The Directors of a company are the backbone of a company, they ensure the survival and successful existence of the company. The law charges directors in the UK with general duties and responsibilities.
The directors are generally responsible for the management of the company and decide on operational and strategic decisions involving the company. The role of a director is to be part of the company’s board meetings to help them reach crucial decisions and ensure that the interest of the company is protected and its purpose met.

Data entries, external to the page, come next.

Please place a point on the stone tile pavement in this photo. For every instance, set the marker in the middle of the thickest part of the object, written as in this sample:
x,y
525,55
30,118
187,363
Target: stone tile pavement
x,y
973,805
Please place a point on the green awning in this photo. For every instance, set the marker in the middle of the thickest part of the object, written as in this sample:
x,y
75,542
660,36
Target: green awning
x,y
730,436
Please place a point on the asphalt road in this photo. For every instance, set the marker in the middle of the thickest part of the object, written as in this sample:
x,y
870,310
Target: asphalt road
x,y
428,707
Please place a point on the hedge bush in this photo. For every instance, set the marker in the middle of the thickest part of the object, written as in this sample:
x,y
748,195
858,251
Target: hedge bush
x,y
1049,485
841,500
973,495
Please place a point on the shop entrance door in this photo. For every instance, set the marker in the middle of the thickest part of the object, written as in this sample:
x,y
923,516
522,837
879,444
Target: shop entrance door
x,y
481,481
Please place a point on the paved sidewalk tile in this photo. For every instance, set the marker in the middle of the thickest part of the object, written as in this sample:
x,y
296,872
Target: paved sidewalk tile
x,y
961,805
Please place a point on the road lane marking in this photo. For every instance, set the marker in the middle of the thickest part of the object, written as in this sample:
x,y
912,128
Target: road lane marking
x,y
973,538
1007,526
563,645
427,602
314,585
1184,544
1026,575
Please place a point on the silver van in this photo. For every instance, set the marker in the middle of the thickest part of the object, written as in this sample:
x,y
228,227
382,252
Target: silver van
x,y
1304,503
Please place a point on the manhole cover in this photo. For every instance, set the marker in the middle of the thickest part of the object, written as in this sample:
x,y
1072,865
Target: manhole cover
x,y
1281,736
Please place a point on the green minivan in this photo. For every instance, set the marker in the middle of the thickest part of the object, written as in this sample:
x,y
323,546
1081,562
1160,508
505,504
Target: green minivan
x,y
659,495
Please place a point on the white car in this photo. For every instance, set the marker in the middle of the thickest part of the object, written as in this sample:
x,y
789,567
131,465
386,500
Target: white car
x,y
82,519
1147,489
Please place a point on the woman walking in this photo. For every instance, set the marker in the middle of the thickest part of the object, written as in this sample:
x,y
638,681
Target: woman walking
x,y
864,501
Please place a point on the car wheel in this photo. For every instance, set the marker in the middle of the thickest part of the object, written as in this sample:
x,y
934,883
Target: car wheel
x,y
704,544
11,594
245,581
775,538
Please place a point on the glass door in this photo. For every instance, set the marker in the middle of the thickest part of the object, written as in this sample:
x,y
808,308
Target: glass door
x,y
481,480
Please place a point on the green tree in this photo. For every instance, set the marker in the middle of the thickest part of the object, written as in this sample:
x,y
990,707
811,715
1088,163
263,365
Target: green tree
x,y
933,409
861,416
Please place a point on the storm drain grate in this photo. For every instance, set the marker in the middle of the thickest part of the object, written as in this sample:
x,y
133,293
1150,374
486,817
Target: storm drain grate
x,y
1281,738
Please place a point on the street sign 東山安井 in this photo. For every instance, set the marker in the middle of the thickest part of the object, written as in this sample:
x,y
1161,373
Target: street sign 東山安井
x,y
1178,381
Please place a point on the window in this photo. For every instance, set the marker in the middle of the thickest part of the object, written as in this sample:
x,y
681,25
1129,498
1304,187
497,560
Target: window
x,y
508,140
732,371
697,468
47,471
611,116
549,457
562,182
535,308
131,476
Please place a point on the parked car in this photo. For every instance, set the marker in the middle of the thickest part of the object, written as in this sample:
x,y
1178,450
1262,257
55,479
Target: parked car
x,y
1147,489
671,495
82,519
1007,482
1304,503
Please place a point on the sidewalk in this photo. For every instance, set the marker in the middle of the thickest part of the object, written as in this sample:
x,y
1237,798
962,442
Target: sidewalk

The Companies Act 2006 provides the duties of a director and they are explained below;
Foster the Success of the Company
A director is wanted to act in good faith in order to promote the ultimate success of the company. The law stipulates what promoting the success of a company is and that a director must pay attention to;
Always act fairly between members of the company
Put into consideration the interest of the company’s employees when making decisions
The force of the company’s operations on the environment and community
Ensure the company’s relationship with its suppliers, customers, partners, and investors relationship is maintained and improved
The want to constantly place and maintain a high standard for the company
There are other factors that a director should put into consideration in order to ensure the success of a company.
Operate Within Powers
Every company has its constitution which is mostly in the form of a Memorandum and articles of association of the company. The director is expected to at all times act within the provisions of the company’s constitution. It is tantamount for the director to familiarize himself with these requisite company documents.
Not Taking Gifts from Third Parties
Benefits may come from third parties which could be the company’s customers or partners. A director is encouraged not to receive or accept gifts from third parties so it does not give rise to a conflict of interest. However, a director can receive gifts if he or she can prove that accepting such gifts does not give rise to a conflict of interest.
Practice Reasonable Care, Skill, and Diligence
As a company director, much is expected in the management of the company’s day-to-day affairs, so it is expected that the director is expected to act reasonably as someone in his or her position will normally act.
Exercise Independent Judgement
Even though the company has documents regulating how the company should be handled, the director is expected to make their own personal judgment they feel can positively impact the success of the company.
Penalty For Breach of Duties
The Law has authorized a company with the power to claim potential remedies from a director who is found wanting for the breach of his or her expected duties. The remedies available to a company include but are not limited to damages, injunction, or compensation. For instance, a director may be made to pay a fine if he or she refused to disclose his or her interest in an existing transaction or arrangement with the company.
Conclusion
There is a plethora of duties that a director has as provided by the Law. The duties provided in this post are not exhaustive but rather these are some of the top duties a director owes for the growth and success of a company.